In PD, death of dopamine-producing neurons in a brain region called the substantia nigra causes problems with movement, rigidity and tremors. PD patients may experience falls, a particularly worrisome problem for older individuals. Medication and other treatments tend to focus on replacing the lost dopamine, and are not a cure. Exercise as an additional therapy can help to improve physical activity in people with PD, especially in easing symptoms like loss of balance or gait that leads to falls.
The study, led by Meng Ni of the Laboratory of Neuromuscular Research and Active Aging, University of Miami, included 42 PD patients, age 60 to 90, with an average age of 72. The study’s subjects had fallen at least once in the past year as a consequence of the disease. Researchers assigned participants to either high-speed power training, specifically designed yoga (both on a twice-weekly schedule) or no exercise for 12 weeks. Several standard tests were used to measure improvements, including overall PD movement symptoms via the Unified Parkinson’s Disease Rating Scale (UPDRS). They also assessed balance, reach, leg stance, posture, walking speed and leg press.
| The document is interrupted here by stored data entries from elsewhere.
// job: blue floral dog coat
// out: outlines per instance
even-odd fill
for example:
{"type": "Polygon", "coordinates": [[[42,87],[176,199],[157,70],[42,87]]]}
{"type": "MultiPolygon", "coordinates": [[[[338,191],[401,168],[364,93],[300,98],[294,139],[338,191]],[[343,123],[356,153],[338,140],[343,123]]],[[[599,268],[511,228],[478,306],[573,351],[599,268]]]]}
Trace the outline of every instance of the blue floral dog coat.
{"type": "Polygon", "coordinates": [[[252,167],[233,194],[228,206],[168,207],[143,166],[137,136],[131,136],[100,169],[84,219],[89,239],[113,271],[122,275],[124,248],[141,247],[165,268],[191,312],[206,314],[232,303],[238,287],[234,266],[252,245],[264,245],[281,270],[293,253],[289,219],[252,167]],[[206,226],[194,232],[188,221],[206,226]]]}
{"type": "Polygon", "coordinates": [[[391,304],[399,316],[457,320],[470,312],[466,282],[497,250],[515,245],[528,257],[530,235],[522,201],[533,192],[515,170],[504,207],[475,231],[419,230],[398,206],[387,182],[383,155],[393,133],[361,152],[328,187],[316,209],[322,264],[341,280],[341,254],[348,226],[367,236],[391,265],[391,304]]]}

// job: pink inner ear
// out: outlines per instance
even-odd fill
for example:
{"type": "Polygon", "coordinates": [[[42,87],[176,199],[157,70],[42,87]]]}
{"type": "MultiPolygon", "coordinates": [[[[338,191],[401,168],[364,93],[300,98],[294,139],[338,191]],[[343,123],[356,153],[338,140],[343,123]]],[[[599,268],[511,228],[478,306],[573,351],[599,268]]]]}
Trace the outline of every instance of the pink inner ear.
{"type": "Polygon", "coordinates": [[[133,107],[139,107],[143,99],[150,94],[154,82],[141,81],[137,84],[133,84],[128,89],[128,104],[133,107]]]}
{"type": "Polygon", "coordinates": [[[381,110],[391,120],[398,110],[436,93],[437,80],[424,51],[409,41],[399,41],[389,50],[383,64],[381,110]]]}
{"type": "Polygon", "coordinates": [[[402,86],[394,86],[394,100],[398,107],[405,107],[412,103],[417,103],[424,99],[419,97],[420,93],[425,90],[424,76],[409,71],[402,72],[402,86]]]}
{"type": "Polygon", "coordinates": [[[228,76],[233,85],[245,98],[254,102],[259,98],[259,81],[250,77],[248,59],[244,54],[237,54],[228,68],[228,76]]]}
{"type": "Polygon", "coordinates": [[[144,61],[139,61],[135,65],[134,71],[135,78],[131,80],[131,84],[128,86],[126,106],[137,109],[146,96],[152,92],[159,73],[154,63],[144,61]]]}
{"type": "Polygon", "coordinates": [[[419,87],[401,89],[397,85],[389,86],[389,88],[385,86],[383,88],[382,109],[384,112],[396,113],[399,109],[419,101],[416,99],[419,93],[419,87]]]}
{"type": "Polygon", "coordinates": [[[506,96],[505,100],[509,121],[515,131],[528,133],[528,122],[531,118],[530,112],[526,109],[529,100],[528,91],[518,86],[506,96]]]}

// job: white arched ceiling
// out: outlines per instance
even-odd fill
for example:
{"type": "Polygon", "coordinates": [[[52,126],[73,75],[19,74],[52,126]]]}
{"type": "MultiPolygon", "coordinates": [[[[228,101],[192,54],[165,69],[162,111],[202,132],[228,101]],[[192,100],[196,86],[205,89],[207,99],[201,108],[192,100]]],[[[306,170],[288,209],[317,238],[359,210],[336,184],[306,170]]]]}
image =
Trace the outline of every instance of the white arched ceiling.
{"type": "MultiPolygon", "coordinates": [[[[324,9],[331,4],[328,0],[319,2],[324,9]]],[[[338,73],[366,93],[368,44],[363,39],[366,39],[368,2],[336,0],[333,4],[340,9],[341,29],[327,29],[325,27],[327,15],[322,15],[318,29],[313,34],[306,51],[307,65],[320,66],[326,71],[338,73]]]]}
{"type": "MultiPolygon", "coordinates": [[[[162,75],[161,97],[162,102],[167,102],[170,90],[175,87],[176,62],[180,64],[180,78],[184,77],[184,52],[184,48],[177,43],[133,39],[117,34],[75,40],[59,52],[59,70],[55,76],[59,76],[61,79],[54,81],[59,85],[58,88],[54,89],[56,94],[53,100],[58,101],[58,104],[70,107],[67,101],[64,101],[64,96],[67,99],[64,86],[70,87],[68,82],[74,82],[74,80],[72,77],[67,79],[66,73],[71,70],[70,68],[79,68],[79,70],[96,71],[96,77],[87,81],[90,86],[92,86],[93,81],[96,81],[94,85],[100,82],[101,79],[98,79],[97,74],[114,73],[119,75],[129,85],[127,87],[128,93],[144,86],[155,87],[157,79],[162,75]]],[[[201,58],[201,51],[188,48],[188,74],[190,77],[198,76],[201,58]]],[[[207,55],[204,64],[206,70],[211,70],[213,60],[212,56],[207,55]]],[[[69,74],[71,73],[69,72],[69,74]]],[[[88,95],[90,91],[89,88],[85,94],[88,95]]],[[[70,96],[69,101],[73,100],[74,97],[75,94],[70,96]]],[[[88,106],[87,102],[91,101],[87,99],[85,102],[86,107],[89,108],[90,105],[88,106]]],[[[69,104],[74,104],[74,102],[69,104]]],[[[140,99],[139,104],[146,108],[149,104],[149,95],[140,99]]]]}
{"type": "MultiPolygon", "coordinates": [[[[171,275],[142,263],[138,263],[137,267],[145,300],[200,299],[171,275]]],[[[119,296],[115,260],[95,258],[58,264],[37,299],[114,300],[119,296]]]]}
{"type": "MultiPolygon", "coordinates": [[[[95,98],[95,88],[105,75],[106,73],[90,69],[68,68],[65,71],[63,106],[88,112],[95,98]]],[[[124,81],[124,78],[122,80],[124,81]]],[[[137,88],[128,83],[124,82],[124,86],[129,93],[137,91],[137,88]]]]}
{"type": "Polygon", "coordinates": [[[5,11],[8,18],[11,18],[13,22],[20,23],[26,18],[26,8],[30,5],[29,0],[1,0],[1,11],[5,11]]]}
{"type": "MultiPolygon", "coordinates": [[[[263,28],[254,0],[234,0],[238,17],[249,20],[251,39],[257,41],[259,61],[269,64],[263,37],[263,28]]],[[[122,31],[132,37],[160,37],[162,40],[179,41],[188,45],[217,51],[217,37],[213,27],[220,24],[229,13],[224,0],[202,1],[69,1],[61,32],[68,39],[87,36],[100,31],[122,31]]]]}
Both exercise groups improved in all of the physical tests except for reach (on the most affected side of the body), stance, and posture. Both yoga and power training were equally effective. The investigators noted, “Our three month, twice-weekly PWT and YOGA programs were able to alleviate motor symptoms, improve balance function and gait, and increase leg muscle strength and power in patients with mild to moderate PD. These two training systems should be considered viable interventions in rehabilitation programs designed to translate improvements in physical function into improvements in functionality and reductions in fall probability.”
Although it may be assumed that better physical fitness reduces the likelihood of falling, the study did not specifically address whether study participants experienced reduced falls. Further study of the exercise program could help to establish this. Still, based on these results, physical exercise appears to be helpful for older people suffering with PD.